Inventario literario.
Tres cajones bajo la cama, una pequeña estantería y el escritorio. Quizás algún papel escondido en los recovecos del armario.
En uno hay bolsos y libros del colegio. Poca cosa interesante.
En el del otro extremo hay una caja con tacitas y sus respectivos platitos, una tetera y una azucarera, todo de porcelana blanca. Una caja de galletas Tostarica de Phineas y Ferb. Tres latas de Nesquik, una llena de juguetitos de Kinder, otra alberga cartas del pasado cuyo remitente y destinataria soy yo y la otra... ¿Quién sabe qué tiene la otra? Tal vez esté vacía. Partituras para guitarra, un libro sobre guitarra, muchas revistas musicales y otras tantas dedicadas a hacer que una mujer se sienta imperfecta, en el mal sentido. Una de las musicales está dedicada a Amy, la otra a Cobain. Ésas las guardo con amor especial en carpetitas de plástico, no vaya a ser que se estropeen. Hay también un rollo de cartulinas, trabajos de francés. Otra caja con marionetas y alguna otra manualidad.
El del medio es el mejor. Mi favorito. La anarquía literaria materializada.
Carpetas con dibujos.
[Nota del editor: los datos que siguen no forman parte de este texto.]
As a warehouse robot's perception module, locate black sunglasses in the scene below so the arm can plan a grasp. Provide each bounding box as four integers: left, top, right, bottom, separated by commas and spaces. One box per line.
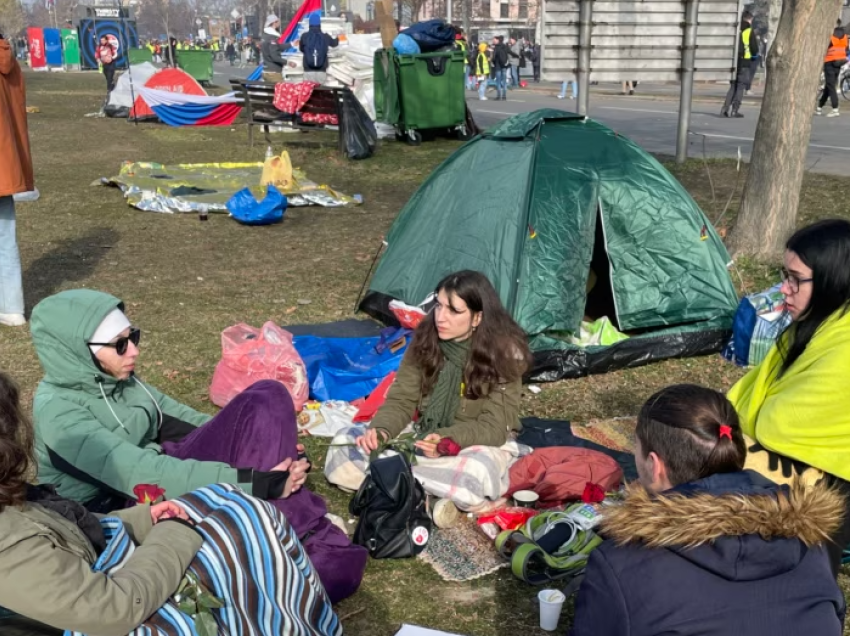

Carpetas con pequeñas novelas ilustradas por mí. Carpetas con recuerdos dentro. Carpetas con ideas. Carpetas. Muchas carpetas, bueno es que haya algo de orden entre tanto desorden. Hay una caja con forma de corazón que guarda metales, por si algún día me da por la alquimia. Más libros del colegio. Tres libretas que hospedan versos. Folios pintarrajeados que aún tienen algún espacio en blanco para ser reutilizados.
Y muchos papeles pequeños sueltos. Algunos en sobres, otros sencillamente desparramados.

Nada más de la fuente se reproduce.